Towards Optimizing Human-Centric Objectives in AI-Assisted Decision-Making With Offline Reinforcement Learning

Imagine if AI decision-support tools not only complemented our ability to make accurate decisions, but also improved our skills, boosted collaboration, and elevated the joy we derive from our tasks. Despite the potential to optimize a broad spectrum of such human-centric objectives, the design of current AI tools remains focused on decision accuracy alone. We propose offline reinforcement learning (RL) as a general approach for modeling human-AI decision-making to optimize human-AI interaction for diverse objectives. RL can optimize such objectives by tailoring decision support, providing the right type of assistance to the right person at the right time. We instantiated our approach with two objectives: human-AI accuracy on the decision-making task and human learning about the task and learned decision support policies from previous human-AI interaction data. We compared the optimized policies against several baselines in AI-assisted decision-making. Across two experiments (N=316 and N=964), our results demonstrated that people interacting with policies optimized for accuracy achieve significantly better accuracy -- and even human-AI complementarity -- compared to those interacting with any other type of AI support. Our results further indicated that human learning was more difficult to optimize than accuracy, with participants who interacted with learning-optimized policies showing significant learning improvement only at times. Our research (1) demonstrates offline RL to be a promising approach to model human-AI decision-making, leading to policies that may optimize human-centric objectives and provide novel insights about the AI-assisted decision-making space, and (2) emphasizes the importance of considering human-centric objectives beyond decision accuracy in AI-assisted decision-making, opening up the novel research challenge of optimizing human-AI interaction for such objectives.

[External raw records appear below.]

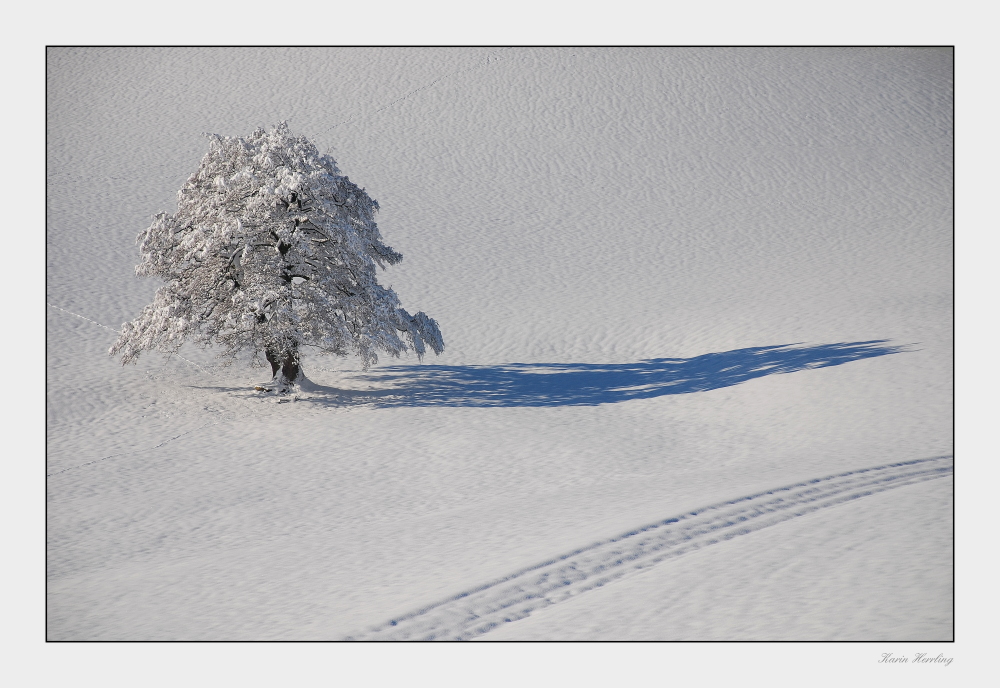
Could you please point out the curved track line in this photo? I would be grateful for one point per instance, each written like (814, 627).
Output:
(514, 597)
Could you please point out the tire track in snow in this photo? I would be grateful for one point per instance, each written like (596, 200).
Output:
(477, 611)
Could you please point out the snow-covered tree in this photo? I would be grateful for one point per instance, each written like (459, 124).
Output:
(272, 249)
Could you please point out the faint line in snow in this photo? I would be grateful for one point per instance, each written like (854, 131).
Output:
(479, 610)
(133, 451)
(416, 90)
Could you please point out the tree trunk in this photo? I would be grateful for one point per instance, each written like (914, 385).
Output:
(286, 365)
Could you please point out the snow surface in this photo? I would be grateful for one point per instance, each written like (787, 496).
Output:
(586, 225)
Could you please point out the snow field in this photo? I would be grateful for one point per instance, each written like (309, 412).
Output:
(553, 206)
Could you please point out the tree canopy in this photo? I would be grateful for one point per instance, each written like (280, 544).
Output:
(271, 249)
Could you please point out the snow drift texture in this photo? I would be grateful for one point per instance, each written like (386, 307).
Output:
(669, 279)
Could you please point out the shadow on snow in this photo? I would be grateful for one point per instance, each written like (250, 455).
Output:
(588, 384)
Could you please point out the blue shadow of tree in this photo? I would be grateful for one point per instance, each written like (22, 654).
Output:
(588, 384)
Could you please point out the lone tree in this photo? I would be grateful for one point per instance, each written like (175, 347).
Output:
(272, 249)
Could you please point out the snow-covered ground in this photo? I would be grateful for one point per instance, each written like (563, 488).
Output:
(671, 282)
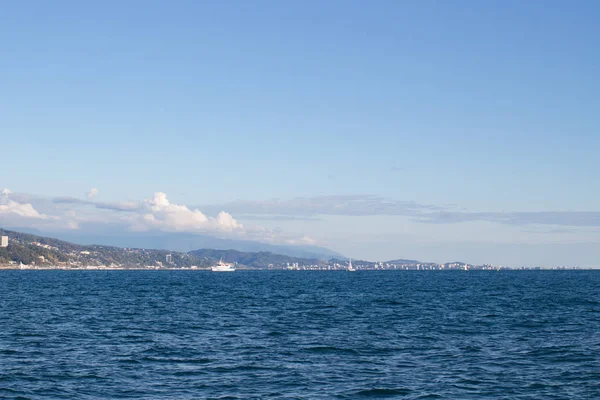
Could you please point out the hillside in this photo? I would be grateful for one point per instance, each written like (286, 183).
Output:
(42, 251)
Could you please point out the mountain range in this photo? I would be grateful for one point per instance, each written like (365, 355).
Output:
(185, 242)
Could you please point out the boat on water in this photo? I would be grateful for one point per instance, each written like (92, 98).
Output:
(222, 267)
(350, 267)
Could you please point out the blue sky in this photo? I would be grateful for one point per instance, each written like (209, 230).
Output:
(482, 115)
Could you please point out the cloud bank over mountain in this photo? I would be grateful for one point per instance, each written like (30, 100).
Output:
(154, 214)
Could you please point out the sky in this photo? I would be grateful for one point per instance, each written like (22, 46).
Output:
(429, 130)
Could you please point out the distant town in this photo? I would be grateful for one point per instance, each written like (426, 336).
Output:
(25, 251)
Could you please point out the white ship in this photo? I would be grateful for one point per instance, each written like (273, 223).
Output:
(222, 267)
(350, 267)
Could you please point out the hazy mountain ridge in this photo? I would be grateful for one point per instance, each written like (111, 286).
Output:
(44, 251)
(185, 242)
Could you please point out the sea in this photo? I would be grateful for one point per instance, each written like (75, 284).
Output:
(299, 334)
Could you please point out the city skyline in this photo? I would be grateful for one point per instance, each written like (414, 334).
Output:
(419, 130)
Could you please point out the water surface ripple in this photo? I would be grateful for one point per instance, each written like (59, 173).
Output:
(194, 335)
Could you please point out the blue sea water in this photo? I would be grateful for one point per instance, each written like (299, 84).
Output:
(195, 335)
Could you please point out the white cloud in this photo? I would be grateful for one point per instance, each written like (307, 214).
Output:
(159, 213)
(93, 192)
(8, 206)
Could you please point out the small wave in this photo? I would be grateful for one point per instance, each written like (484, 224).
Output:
(330, 349)
(382, 392)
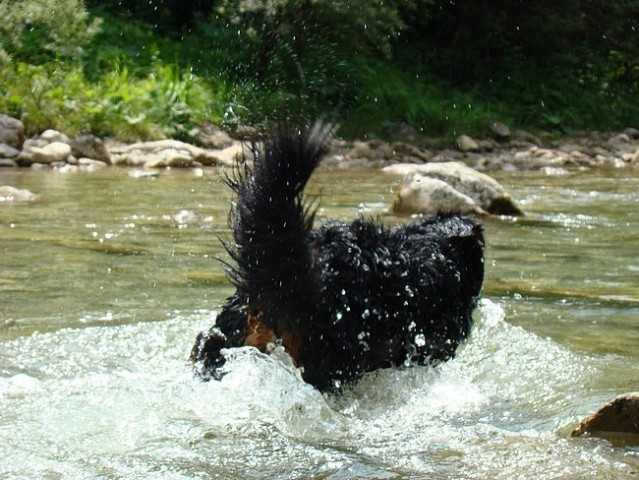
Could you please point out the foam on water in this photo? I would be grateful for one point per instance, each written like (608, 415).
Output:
(120, 401)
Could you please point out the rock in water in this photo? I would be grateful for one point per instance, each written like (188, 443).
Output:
(619, 416)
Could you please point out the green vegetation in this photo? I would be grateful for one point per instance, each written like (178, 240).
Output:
(148, 69)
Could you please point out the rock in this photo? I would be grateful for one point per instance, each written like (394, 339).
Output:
(11, 131)
(51, 136)
(499, 130)
(91, 164)
(369, 150)
(487, 194)
(421, 194)
(211, 136)
(620, 415)
(246, 132)
(90, 146)
(178, 160)
(167, 153)
(527, 137)
(8, 163)
(51, 153)
(141, 173)
(467, 144)
(12, 194)
(7, 151)
(410, 153)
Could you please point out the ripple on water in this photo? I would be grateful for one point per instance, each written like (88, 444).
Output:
(119, 401)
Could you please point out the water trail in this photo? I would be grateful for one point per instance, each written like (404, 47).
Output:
(120, 401)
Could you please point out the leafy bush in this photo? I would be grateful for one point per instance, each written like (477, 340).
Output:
(165, 103)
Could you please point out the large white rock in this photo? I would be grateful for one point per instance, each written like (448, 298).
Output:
(485, 192)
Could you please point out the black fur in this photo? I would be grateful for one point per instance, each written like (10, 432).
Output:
(356, 297)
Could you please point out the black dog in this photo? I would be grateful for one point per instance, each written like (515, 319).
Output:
(342, 299)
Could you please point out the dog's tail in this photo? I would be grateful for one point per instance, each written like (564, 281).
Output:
(271, 223)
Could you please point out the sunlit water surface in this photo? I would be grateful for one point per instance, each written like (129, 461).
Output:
(105, 280)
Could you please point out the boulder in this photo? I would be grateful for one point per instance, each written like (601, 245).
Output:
(485, 192)
(211, 136)
(499, 130)
(172, 153)
(11, 131)
(619, 416)
(421, 194)
(12, 194)
(90, 146)
(467, 144)
(7, 151)
(51, 153)
(51, 136)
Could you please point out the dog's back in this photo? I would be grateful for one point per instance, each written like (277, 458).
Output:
(392, 297)
(344, 299)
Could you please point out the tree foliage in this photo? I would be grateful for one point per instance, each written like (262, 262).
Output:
(40, 30)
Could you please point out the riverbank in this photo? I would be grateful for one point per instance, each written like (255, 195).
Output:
(504, 150)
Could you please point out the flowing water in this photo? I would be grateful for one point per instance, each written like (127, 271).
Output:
(105, 280)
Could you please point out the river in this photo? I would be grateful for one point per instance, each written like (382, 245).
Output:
(106, 279)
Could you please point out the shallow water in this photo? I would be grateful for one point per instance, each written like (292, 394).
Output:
(105, 280)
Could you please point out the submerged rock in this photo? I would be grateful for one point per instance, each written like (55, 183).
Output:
(12, 194)
(449, 187)
(619, 416)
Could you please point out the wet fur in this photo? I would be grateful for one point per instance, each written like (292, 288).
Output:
(343, 299)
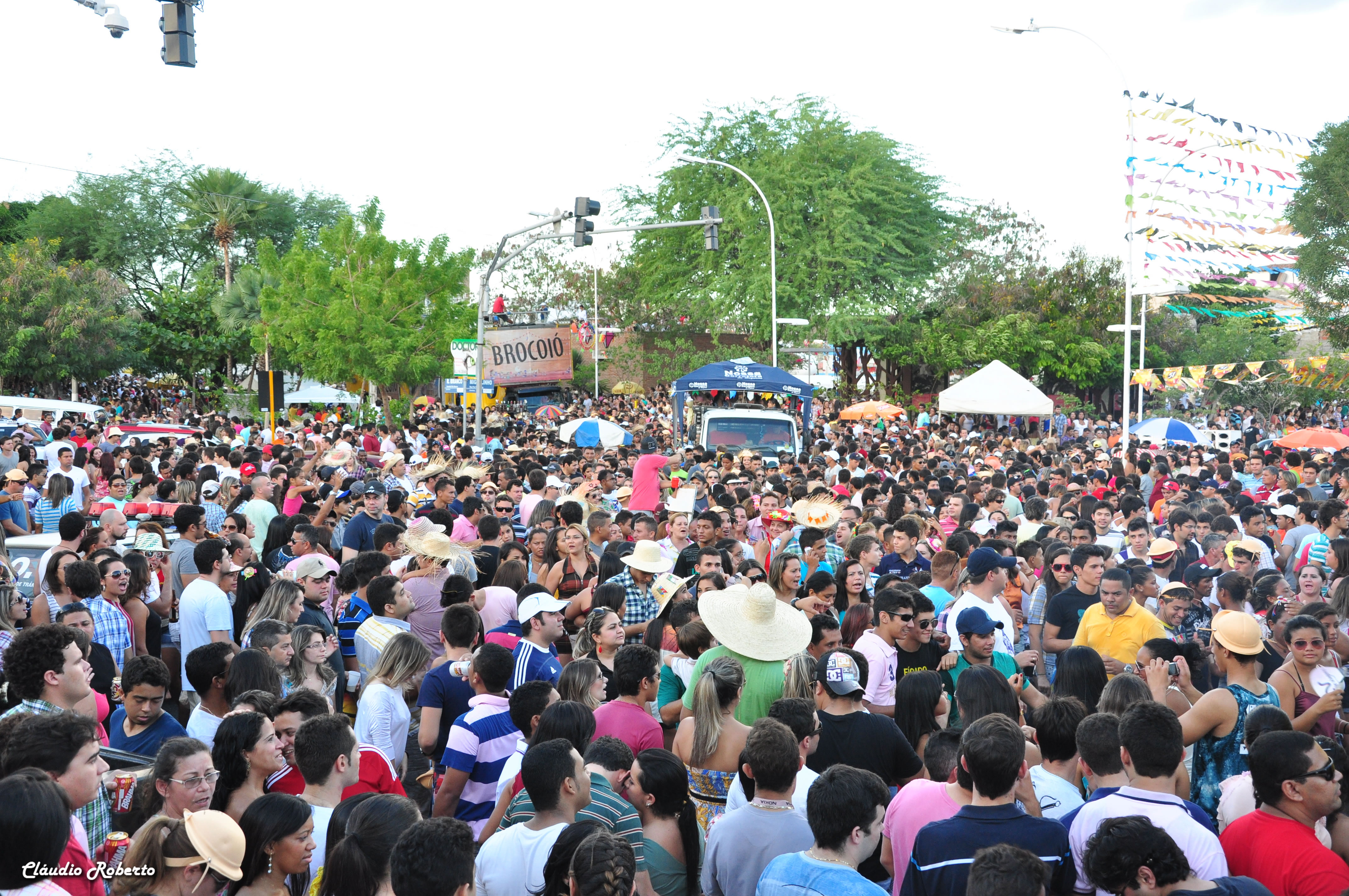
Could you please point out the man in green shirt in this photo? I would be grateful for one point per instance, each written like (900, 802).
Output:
(977, 629)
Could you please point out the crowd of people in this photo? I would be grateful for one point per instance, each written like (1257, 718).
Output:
(918, 658)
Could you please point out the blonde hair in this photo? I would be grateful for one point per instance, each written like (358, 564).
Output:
(404, 658)
(274, 604)
(715, 690)
(800, 677)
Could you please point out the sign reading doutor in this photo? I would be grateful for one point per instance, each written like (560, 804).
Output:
(528, 356)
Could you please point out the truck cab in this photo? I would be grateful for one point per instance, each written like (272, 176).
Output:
(747, 427)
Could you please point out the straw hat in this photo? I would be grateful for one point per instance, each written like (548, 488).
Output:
(219, 841)
(648, 558)
(755, 623)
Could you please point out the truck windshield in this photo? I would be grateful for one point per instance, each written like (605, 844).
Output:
(749, 434)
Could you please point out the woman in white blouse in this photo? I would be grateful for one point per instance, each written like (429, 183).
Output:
(382, 716)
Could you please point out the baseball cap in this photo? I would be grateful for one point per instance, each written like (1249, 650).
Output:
(838, 673)
(976, 621)
(312, 567)
(536, 604)
(987, 561)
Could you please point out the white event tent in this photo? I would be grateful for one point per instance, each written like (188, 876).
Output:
(996, 389)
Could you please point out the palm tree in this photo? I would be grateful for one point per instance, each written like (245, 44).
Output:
(223, 202)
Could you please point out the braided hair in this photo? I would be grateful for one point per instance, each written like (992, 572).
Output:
(603, 865)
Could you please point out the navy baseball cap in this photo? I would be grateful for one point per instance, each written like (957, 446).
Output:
(976, 621)
(987, 561)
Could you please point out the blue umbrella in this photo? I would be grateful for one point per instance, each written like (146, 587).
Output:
(1161, 430)
(593, 432)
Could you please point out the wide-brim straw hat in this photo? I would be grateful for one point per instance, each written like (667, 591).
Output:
(753, 623)
(648, 558)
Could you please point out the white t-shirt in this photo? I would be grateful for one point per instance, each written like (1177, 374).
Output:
(203, 725)
(512, 861)
(322, 817)
(804, 778)
(1007, 636)
(202, 610)
(1057, 797)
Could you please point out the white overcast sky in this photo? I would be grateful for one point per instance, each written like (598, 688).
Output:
(463, 118)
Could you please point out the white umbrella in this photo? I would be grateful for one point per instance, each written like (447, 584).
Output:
(593, 431)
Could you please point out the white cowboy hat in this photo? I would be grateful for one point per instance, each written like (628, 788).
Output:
(648, 558)
(755, 623)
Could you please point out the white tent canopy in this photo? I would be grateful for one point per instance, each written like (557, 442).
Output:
(996, 389)
(322, 396)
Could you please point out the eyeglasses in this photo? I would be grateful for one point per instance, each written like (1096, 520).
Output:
(198, 781)
(1328, 772)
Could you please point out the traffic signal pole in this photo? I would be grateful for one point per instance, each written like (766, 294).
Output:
(585, 230)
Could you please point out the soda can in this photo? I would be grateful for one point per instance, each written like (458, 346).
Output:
(115, 848)
(126, 789)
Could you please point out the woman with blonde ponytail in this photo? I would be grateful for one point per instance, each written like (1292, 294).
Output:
(672, 840)
(710, 744)
(192, 856)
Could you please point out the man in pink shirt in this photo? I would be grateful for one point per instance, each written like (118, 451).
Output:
(466, 527)
(637, 678)
(922, 802)
(647, 478)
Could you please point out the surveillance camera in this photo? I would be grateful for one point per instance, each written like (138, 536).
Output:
(115, 22)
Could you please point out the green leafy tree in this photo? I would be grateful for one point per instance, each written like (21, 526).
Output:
(59, 320)
(222, 202)
(359, 304)
(856, 222)
(1320, 211)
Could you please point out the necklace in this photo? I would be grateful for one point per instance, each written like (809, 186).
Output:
(825, 859)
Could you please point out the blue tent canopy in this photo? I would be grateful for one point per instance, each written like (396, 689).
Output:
(742, 376)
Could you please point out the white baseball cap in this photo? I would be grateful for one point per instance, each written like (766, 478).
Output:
(536, 604)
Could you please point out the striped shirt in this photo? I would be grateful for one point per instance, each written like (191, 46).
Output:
(606, 808)
(373, 637)
(479, 743)
(535, 664)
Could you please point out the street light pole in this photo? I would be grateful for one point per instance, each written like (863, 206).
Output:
(1128, 237)
(772, 238)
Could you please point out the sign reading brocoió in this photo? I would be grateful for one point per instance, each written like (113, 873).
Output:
(518, 356)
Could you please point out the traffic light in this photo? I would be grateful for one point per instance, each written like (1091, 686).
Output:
(180, 41)
(585, 208)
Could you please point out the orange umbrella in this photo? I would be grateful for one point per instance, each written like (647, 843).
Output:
(869, 409)
(1314, 438)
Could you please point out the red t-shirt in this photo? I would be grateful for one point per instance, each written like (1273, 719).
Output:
(647, 482)
(630, 724)
(377, 776)
(1285, 856)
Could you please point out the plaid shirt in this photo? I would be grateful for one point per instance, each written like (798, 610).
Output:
(95, 815)
(641, 605)
(111, 628)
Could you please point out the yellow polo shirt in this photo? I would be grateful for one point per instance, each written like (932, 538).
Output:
(1120, 637)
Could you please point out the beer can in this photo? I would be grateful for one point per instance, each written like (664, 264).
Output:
(126, 789)
(115, 848)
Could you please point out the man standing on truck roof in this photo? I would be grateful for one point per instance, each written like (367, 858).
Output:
(648, 478)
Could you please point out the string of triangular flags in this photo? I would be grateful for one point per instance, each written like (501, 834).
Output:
(1313, 373)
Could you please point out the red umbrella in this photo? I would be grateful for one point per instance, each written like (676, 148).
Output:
(1314, 438)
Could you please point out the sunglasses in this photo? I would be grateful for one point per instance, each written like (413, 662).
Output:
(1328, 772)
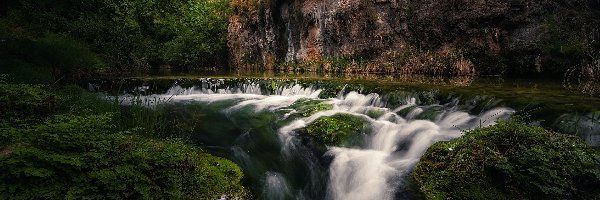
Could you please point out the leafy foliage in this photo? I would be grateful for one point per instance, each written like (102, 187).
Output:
(125, 35)
(336, 130)
(510, 160)
(85, 157)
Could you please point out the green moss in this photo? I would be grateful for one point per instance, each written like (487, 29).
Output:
(86, 157)
(510, 160)
(336, 130)
(25, 102)
(375, 113)
(307, 107)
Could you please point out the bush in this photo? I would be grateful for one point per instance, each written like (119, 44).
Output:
(85, 157)
(25, 102)
(510, 160)
(337, 130)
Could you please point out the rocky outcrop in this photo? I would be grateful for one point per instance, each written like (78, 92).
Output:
(408, 36)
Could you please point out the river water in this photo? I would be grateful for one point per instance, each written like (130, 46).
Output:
(260, 124)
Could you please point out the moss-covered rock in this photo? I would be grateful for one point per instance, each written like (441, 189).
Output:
(85, 157)
(337, 130)
(510, 160)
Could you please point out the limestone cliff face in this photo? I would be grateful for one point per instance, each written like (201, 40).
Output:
(455, 36)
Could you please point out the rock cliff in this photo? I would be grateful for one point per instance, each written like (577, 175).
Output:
(454, 37)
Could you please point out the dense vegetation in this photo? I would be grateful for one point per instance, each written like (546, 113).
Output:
(62, 142)
(337, 130)
(510, 160)
(74, 36)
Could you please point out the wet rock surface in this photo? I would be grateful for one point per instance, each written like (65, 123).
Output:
(407, 36)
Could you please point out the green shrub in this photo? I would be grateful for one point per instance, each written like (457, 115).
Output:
(85, 157)
(308, 107)
(337, 130)
(510, 160)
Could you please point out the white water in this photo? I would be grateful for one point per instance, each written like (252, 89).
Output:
(377, 171)
(374, 170)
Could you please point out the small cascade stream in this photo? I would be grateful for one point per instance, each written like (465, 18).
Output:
(258, 128)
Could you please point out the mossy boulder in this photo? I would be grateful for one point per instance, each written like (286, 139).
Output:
(306, 107)
(337, 130)
(510, 160)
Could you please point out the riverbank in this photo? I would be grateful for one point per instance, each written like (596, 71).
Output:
(60, 141)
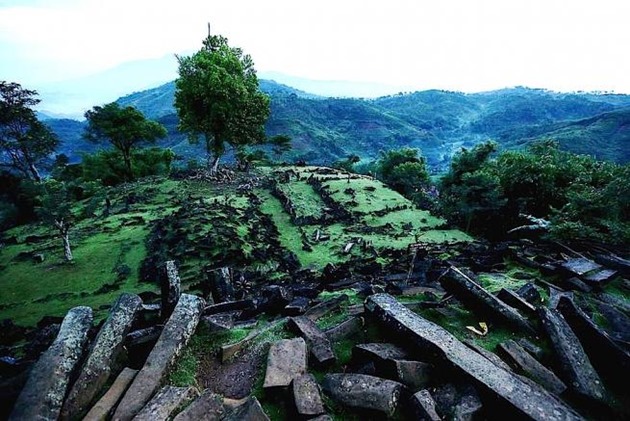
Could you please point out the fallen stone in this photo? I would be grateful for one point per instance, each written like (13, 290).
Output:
(142, 336)
(228, 306)
(518, 397)
(165, 402)
(611, 360)
(574, 364)
(523, 362)
(286, 360)
(579, 266)
(494, 358)
(473, 295)
(208, 406)
(106, 404)
(423, 406)
(318, 344)
(326, 307)
(345, 329)
(530, 293)
(514, 300)
(177, 331)
(249, 411)
(307, 397)
(296, 307)
(104, 353)
(171, 289)
(47, 384)
(363, 391)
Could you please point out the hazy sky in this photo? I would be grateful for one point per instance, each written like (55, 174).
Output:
(468, 45)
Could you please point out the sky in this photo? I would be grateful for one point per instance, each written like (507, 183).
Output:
(466, 45)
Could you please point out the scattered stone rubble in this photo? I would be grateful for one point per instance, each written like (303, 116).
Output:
(416, 370)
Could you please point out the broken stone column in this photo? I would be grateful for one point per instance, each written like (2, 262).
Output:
(165, 402)
(108, 401)
(175, 335)
(171, 289)
(574, 364)
(286, 360)
(518, 397)
(318, 344)
(474, 295)
(47, 384)
(106, 349)
(363, 391)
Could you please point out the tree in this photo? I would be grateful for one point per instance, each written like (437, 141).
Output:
(56, 209)
(24, 140)
(217, 97)
(124, 128)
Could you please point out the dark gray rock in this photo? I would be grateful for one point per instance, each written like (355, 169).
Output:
(514, 300)
(171, 289)
(306, 396)
(530, 293)
(208, 407)
(423, 406)
(610, 359)
(47, 384)
(574, 363)
(165, 402)
(104, 353)
(106, 404)
(318, 344)
(524, 363)
(249, 411)
(177, 331)
(365, 392)
(517, 397)
(286, 360)
(473, 295)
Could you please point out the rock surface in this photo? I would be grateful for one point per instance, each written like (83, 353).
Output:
(105, 351)
(574, 363)
(47, 384)
(108, 401)
(363, 391)
(286, 361)
(176, 333)
(518, 397)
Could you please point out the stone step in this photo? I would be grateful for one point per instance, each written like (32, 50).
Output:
(517, 398)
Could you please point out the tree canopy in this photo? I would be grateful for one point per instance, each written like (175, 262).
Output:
(217, 97)
(24, 140)
(124, 128)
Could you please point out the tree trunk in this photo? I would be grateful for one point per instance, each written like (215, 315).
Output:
(67, 251)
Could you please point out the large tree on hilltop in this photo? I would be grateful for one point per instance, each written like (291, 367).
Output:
(124, 128)
(24, 140)
(217, 97)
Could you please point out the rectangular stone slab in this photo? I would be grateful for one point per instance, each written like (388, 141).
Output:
(574, 363)
(175, 335)
(474, 295)
(525, 363)
(47, 384)
(108, 401)
(519, 398)
(318, 344)
(103, 355)
(286, 360)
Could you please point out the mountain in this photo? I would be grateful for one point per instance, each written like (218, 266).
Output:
(437, 122)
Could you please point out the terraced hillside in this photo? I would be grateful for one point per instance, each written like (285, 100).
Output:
(278, 224)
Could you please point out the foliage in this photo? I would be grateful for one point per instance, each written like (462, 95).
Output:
(24, 140)
(124, 128)
(106, 166)
(217, 96)
(582, 197)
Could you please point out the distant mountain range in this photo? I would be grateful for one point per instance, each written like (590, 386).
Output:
(439, 123)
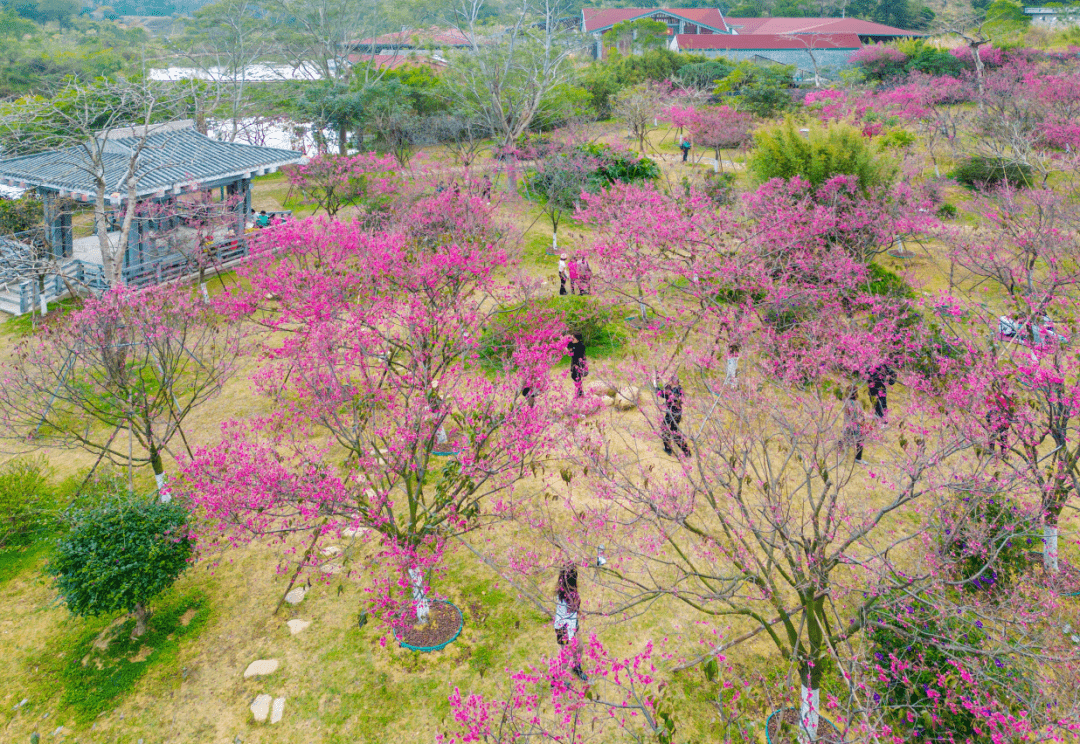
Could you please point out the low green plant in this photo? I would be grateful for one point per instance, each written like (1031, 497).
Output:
(986, 539)
(986, 173)
(96, 680)
(882, 282)
(120, 557)
(27, 501)
(782, 151)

翻译：设想一下，如果人工智能决策支持工具不仅能提升我们做出准确决策的能力，还能改善我们的技能、促进协作、并增强我们从任务中获得的愉悦感。尽管存在优化此类广泛以人为中心目标的潜力，但当前人工智能工具的设计仍仅专注于决策准确性。我们提出将离线强化学习作为一种通用方法来建模人机协同决策，从而针对多样化目标优化人机交互。强化学习能够通过定制决策支持，在正确的时间向正确的人提供恰当类型的辅助来优化这些目标。我们以两个目标实例化了该方法：人机在决策任务上的准确率以及人类对任务的学习能力，并从以往的人机交互数据中学习决策支持策略。我们将优化后的策略与人工智能辅助决策中的多个基线方法进行了比较。通过两项实验（样本量分别为N=316和N=964），我们的结果表明：与任何其他类型的人工智能支持交互相比，与为优化准确率而设计的策略进行交互的人能够实现显著更高的准确率——甚至实现人机互补。我们的结果进一步表明，学习能力的优化比准确率更难实现，与学习优化策略交互的参与者仅在部分时间点表现出显著的学习改善。本研究（1）证明了离线强化学习是建模人机协同决策的一种有前景的方法，能够生成优化以人为中心目标的策略，并为人工智能辅助决策领域提供新见解；（2）强调了在人工智能辅助决策中考虑超越决策准确性的以人为中心目标的重要性，为优化此类目标的人机交互开辟了新的研究挑战。